Au travers de toute cette période de combat intérieur, de recherche de la présence de Dieu, j’ai fait la magnifique rencontre de « sœur Marie-Laure » qui était arrivée dans la communauté des sœurs de St-Jean à Saint-Jérôme en 2008. A quelques reprises, Marie-Laure me laissait entrevoir des combats et des questionnements qu’elle vivait intérieurement. Une amitié s’est créée entre nous dans la prière. Je priais pour elle et elle priait pour moi afin que l’un et l’autre, nous puissions discerner la volonté de Dieu dans nos vies.

En 2009, suite aux sanctions de Rome contre sa communauté, Marie-Laure s’est engagée sur un discernement profond de vocation, jusqu’à sortir de la vie religieuse, après avoir été dispensée de ses vœux. De mon coté, l’église catholique a reconnu la nullité de mon mariage, sur le rapport de plusieurs témoins. Marie-Laure et moi avons donc décidé de discerner si le Seigneur serait d’accord pour bénir notre mariage. Et bien oui, il nous l’a montré clairement ! Nous nous sommes mariés en 2011, et nous étions maintenant deux à cheminer dans la foi.

A l’été 2013, avec notre petite fille et un deuxième bébé en route, nous avons quitté le Québec pour la France afin de nous rapprocher de la famille de Marie-Laure. Nous avions aussi dans notre cœur, un projet de nous former dans le renouveau charismatique. « On dit que partir c’est mourir un peu, mais s’en aller pour chercher Dieu c’est trouver la vie». C’était notre plus grand désir : celui de chercher Dieu et faire sa volonté.

Nous nous sommes installés dans notre nouveau logement en septembre, avec un peu de rénovations à faire. Avant d’entreprendre le travail de chaque jour, je décidais d’ouvrir ma bible et de prier afin que le Seigneur me parle par sa Parole et qu’il change mon cœur. Après quelques jours, Marie-Laure a demandé à se joindre à moi, j’ai accepté avec joie. Nous avons plongé ensemble dans la Parole de Dieu.

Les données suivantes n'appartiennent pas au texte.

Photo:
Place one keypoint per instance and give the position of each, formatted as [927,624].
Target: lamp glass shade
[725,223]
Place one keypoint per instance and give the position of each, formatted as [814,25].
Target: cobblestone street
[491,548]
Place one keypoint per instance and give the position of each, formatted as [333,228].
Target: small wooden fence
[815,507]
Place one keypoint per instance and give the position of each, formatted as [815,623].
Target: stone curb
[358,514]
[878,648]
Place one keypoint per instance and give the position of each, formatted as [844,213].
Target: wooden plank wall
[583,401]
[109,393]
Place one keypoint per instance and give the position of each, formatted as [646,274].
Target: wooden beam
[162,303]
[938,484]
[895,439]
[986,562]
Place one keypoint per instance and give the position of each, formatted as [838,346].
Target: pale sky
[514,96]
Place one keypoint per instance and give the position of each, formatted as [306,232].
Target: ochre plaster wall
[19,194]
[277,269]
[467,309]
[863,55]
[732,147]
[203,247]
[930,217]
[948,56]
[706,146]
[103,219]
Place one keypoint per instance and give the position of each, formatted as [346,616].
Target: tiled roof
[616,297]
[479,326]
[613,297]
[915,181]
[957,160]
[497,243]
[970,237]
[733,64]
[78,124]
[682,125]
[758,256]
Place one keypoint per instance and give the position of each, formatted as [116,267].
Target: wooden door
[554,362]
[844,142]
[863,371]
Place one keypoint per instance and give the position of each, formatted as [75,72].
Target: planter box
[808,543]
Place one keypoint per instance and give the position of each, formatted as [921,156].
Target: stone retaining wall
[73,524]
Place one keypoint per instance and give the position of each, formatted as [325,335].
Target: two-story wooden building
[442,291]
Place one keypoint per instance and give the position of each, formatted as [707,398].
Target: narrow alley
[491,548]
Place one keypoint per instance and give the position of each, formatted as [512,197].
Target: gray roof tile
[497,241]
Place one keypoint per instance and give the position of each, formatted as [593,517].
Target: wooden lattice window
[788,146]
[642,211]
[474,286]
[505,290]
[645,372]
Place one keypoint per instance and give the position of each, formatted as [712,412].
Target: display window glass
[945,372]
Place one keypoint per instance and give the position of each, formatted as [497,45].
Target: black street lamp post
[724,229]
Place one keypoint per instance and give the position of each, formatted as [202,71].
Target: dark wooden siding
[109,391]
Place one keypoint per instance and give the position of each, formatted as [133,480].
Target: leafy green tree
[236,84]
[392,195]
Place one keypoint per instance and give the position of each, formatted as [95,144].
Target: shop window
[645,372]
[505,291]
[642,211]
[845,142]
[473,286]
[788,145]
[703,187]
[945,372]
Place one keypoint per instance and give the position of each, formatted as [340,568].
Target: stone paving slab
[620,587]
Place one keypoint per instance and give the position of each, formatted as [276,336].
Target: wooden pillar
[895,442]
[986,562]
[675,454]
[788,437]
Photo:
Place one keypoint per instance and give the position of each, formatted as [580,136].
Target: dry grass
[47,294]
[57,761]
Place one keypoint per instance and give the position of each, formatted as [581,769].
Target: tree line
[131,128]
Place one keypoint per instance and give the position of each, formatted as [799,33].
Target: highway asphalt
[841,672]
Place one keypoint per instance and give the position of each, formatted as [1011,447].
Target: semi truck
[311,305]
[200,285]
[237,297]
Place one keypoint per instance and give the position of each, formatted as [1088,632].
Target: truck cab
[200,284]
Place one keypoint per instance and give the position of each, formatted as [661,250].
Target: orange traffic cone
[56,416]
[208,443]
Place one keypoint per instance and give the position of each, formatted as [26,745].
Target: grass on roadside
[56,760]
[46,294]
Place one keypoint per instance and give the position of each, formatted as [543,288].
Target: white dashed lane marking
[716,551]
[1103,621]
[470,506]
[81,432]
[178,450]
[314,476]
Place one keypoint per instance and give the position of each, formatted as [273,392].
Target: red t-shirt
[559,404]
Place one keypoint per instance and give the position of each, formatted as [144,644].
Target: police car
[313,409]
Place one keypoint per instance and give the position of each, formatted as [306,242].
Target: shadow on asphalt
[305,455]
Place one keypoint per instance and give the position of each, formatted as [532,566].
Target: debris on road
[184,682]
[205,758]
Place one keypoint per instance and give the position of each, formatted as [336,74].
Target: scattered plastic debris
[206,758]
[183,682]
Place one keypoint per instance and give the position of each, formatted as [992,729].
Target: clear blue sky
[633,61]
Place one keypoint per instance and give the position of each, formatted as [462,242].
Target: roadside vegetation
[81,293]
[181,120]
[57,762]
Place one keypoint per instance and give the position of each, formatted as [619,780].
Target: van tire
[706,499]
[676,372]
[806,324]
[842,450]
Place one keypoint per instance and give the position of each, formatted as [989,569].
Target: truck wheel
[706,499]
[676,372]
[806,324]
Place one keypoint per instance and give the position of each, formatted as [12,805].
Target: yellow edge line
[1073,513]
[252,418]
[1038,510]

Je peux vous dire qu’on ne s’attendait jamais à vivre un tel changement de cap dans notre vie. Les jours passaient, et notre vie de foi se transformait. Plus nous avancions dans la lecture de la Bible, plus nous avions le goût de lire, de comprendre ce que la Parole nous disait, et de creuser ce que nous étions en train de découvrir. Chacun avait sa version de la Bible (Louis segond, Semeur, Vie Nouvelle, français courant, Osty, Bible de Jérusalem, etc), un dictionnaire biblique, le Catéchisme de l’église catholique, un livre de Alfred Kuen sur « comment étudier la bible » et d’autres commentaires. Nous avons également commencé à écouter un séminaire de 13 leçons  sur l’herméneutique (l’interprétation biblique), qui était donné par un bibliste américain, Dr Bob Utley. Claire, la sœur de Marie-Laure, a été interpelée par notre démarche. Avec elle, nous avons continué à chercher la vérité dans la Parole de Dieu, en priant l’Esprit Saint, en remettant notre foi devant Dieu.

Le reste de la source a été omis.